Student Research: Ralph A. Perona
MS, , 1992
Predicting Volatile Organic Compound Emissions from In-Vessel Municipal Solid Waste Composting
Composting of municipal solid waste (MSW) is being investigated as an alternative to landfilling for the organic fraction of the waste stream. MSW is known to contain volatile organic compounds (VOCs) at concentrations as high as 0.1% by weight. The high temperatures and mechanical aeration associated with composting are likely to contribute to the stripping of VOCs which might present occupational health risks. However, the rates of volatilization and their dependence on the characteristics of both the VOC and the composting conditions have not yet been quantified. Use of finished compost as a biofilter to absorb odorous compounds in an air stream has also been proposed.

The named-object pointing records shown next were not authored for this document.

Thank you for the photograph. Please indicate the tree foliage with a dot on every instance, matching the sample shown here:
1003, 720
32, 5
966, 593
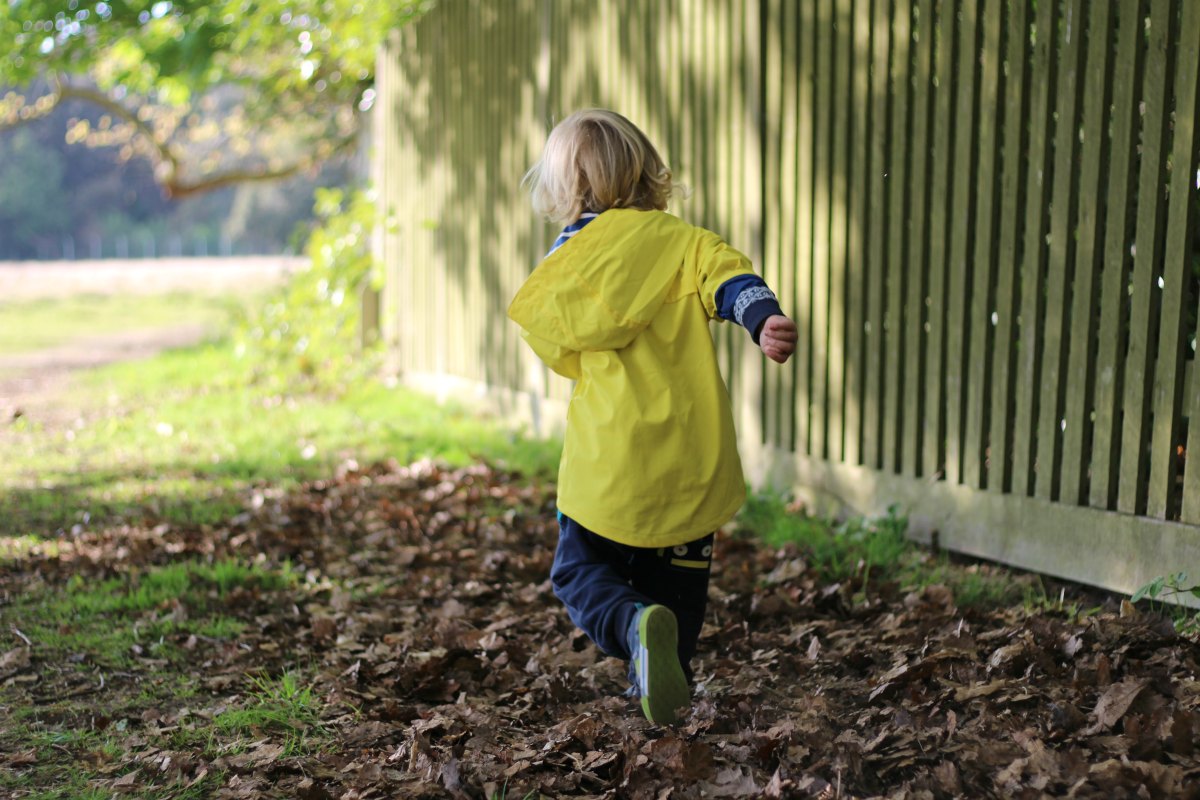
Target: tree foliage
211, 92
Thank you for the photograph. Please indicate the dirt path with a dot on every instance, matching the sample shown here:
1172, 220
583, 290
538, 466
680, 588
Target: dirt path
35, 384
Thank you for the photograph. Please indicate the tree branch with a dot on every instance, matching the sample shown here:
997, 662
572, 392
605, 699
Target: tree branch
163, 156
168, 166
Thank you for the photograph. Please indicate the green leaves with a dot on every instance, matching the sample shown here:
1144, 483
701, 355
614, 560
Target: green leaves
211, 92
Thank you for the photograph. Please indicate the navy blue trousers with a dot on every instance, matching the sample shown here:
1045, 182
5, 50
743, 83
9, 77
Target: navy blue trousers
603, 583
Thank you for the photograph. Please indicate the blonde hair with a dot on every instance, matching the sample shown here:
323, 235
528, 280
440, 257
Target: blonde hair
593, 161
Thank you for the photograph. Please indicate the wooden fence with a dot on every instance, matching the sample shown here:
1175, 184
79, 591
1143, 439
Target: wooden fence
982, 215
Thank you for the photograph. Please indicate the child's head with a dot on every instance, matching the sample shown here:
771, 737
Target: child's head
593, 161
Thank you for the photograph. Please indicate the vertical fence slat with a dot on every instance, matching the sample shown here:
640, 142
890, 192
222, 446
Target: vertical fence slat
1037, 194
1168, 397
898, 224
856, 355
750, 126
1062, 247
789, 192
978, 371
1117, 226
1139, 374
1005, 352
963, 232
873, 428
839, 214
1191, 511
822, 179
802, 368
941, 220
774, 265
913, 428
1080, 376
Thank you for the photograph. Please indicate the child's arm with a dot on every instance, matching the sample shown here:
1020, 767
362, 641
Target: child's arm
732, 290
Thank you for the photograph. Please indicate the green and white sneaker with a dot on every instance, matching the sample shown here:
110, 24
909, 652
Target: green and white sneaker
658, 677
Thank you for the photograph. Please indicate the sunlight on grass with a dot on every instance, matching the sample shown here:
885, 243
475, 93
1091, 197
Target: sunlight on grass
276, 705
108, 621
39, 324
183, 437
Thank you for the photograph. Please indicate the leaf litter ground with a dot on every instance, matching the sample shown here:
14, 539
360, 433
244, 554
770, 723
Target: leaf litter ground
435, 661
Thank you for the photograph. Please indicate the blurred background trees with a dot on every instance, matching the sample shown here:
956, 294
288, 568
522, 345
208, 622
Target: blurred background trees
148, 126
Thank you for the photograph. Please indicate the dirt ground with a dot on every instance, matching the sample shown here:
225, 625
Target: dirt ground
34, 280
37, 379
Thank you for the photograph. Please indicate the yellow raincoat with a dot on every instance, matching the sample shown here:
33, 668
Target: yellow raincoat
623, 308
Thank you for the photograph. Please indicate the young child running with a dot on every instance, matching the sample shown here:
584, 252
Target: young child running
649, 470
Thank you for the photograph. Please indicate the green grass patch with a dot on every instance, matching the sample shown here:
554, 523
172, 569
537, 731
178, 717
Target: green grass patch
183, 437
877, 551
40, 324
112, 621
281, 707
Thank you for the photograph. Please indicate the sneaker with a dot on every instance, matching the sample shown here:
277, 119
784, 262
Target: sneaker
658, 675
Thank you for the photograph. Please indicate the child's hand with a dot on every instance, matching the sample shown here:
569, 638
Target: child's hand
778, 338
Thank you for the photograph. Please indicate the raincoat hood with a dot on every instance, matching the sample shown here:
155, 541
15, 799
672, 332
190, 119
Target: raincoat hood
585, 295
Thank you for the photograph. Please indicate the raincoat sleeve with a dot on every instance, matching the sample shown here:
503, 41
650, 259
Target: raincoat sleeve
715, 264
562, 360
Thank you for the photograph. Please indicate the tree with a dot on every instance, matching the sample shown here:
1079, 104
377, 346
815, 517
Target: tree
213, 94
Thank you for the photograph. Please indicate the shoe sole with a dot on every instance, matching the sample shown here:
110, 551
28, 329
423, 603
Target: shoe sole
665, 683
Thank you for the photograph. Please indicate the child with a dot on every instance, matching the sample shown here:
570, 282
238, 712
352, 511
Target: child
649, 467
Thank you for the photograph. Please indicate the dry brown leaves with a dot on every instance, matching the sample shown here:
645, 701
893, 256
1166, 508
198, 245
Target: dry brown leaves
447, 668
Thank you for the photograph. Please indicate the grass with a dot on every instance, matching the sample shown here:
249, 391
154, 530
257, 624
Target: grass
184, 435
867, 551
39, 324
281, 704
109, 623
133, 626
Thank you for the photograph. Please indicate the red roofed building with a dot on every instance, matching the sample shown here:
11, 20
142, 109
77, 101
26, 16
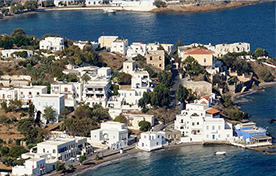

The objective of this research is the development of a mathematical model which describes the physical processes involved in phase exchange in composting MSW. The model employs the fugacity approach to predict emissions of a VOC in exhaust air from a composting vessel over time. Initial equilibrium of the VOC among the sorbent, water, and air phases of the MSW is assumed.
Model corroboration was performed utilizing a mini-composting system and media obtained from a commercial MSW composting facility. Waste spiked with volatile tracers was placed in sealed buckets held at a constant temperature. After equilibration, air was drawn through the waste at a fixed rate. At intervals an air sample from each pail was taked and analyzed for tracer concentration.
Experimental results confirm that VOCs are relatively easily stripped from MSW compost. Modeling results indicate that the model is capable of quantitative prediction of initial air phase tracer concentration and qualitative prediction of variation in emissions with air flow. Refinements in data collection methodology are required for more accurate calibration of model output.